PCを分解しながらの撮影は朝方まで終わらない。だから切りのよいところで出前を取って夕食になる。編集部の会議スペースでぐったりして食事をしていると、隣で元気のよい声が聞こえた。
「我が社の新製品です。パテントも取れそうですし、F社が採用してくれることも決まりました」
どこかのメーカーの広報だろうか、テーブルをはさんで自社の製品を編集部に売り込んでいる。記事に取り上げてもらいたいのだ。何となく目がいくと、それは一風変わった形のCPUクーラーだった。
冷却フィンがアルミ鋳造製というのがまず目を引いた。しかも、冷却ファンからの風が、きれいに放射状に抜けて行くように溝が作られている。表面積もかなり稼げているはずだ。これは冷えるだろう、という期待が広がる。
この時代のCPUクーラーは、もともとファンのことなど考えず、自然冷却させるために剣山のように切り立った冷却フィンが多く、冷やし切れなくなって上にファンを載せただけ、というおざなりなものが大半だったのだ。
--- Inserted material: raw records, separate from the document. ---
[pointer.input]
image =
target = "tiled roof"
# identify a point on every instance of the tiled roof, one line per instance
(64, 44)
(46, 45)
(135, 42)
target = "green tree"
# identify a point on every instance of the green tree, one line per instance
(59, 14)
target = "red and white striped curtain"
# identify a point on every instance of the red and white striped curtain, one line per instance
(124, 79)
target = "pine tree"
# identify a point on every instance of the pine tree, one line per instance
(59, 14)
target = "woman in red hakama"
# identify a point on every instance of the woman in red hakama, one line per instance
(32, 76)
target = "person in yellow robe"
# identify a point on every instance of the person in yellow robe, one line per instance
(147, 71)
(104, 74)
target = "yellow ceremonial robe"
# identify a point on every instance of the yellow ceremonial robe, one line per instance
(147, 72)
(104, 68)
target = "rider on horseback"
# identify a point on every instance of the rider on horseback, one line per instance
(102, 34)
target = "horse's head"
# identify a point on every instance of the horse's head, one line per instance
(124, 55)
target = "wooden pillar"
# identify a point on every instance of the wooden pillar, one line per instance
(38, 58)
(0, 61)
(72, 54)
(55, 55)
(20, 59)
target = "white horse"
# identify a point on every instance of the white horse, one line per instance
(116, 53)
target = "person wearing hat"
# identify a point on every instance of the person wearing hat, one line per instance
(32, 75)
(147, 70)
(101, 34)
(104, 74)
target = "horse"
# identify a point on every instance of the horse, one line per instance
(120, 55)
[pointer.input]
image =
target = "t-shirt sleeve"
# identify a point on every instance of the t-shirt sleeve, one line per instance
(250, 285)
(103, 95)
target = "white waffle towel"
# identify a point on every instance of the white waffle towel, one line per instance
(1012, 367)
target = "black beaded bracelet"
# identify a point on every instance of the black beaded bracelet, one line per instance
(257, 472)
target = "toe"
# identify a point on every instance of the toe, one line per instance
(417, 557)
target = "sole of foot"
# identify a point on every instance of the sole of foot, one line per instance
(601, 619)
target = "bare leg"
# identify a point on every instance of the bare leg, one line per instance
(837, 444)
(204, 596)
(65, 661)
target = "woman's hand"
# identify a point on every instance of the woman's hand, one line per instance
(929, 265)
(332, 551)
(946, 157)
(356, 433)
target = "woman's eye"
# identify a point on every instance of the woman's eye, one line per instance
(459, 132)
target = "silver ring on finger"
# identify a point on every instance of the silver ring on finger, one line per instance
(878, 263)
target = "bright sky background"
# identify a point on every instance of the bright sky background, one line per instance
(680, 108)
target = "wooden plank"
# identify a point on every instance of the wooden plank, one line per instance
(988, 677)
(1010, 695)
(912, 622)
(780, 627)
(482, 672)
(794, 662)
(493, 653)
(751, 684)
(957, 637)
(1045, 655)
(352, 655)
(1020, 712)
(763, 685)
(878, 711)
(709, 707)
それに対してこのクーラーはちゃんと設計思想があり、一目見ただけでその意図が理解できる。
「星野金属工業」という、信頼できそうな中小企業はこんな名前だろうと思わせるようなメーカー名と、「WiNDy」というブランド名はすぐに頭に入った。後日、PCショップでWiNDyのクーラーを購入したのは言うまでもない。
CPUクーラーの具合は悪くはなかった。クロックアップなどという無理な使い方には冷却力が不足していたが、「安定している」感じがするのがよかった。何より、PCケース側面のカバーを開けたときの眺めが僕は気に入っていた。上からCPUに向かって叩きつける風の通り道が、僕にははっきりと見えていたからだ。
CPUクーラーである程度の手応えがあったのだろう。星野金属工業は間もなくWiNDyブランドでPCケースの製造を始める(この際、製造を星野金属工業、販売をソルダムが担当する2社体制となる)。ニュースリリースを読んで驚いた。価格が高いのだ。オールアルミの高級ケースなのは理解できたが、一般的な鉄製のケースの3倍以上というのは……。実物を見て納得しなければ出せない値段だ。
新製品は次の撮影日に、スタジオに運び込まれた。ヘアライン仕上げのアルミのミドルタワー。きれいな存在感だ。ちょっと奥行きが長くて容積が大きいが、ミドルタワーの範ちゅうだろう。撮影台にセットしようとして持ち上げると、重い! アルミ板の厚みがありすぎて鉄板なみに重いのだ。これを高級感と見るのかは、人によって意見が分かれると思った。
ケース内部を見ると、5インチベイ、3.5インチベイも普通の数で、フロントファン、リアファン、加えて天面にもファンが付いていた。一見、考えられたケースのように見えたが、僕には妙な違和感があった。このケースは素材の高級感は最高だが、内部の設計が通り一遍なのである。これを買って、1週間に3度ぐらいはカバーを開けてみる人種の心が分かっていないのではないか、という気持ちが抑えられなかった。
Intelが決めたATXという規格がある限り、PCケースのデザインが画一的になるのはしょうがないことだ。しかし、僕はCPUクーラーで見た星野金属工業のオリジナリティにかなり期待していたのである。CPUとチップセット、グラフィックスカード、HDDをいかに効果的に冷却するか、今までにない方法を考え出してほしかったのだ。
流行はしなかったが、Intelが2003年に提唱したBTX規格や、その後に続く倒立ATXの考え方(通常のATXとマザーボードの向きを逆にし、発熱するパーツを効率よく冷やす)などは、この時代でも実現できたのではないだろうか。
十八番であろう金属加工と高い質感で消費者にアピールした星野金属工業とソルダムは、PCケース界で一時代を築いた。フロントカバーが傾斜した、カッコイイ「JAZZ」というケースなどは注目もされたし、かなり売れたのだ。
しかし紆余(うよ)曲折の末、2012年6月、星野アイエヌジー(星野金属工業とソルダムの最終的な存続会社)は廃業を表明した。
何が原因なのかは簡単に総括できないだろう。ただ、今感じるのはJAZZのフロントカバーの傾きに設計上の必然的な意味があれば、その後の展開は変わっていたかもしれないということだ。
僕の心を一瞬にしてワクワクさせた、WiNDyのCPUクーラー。その流麗な溝のデザインを眺めていると、しみじみと妄想が広がるのである。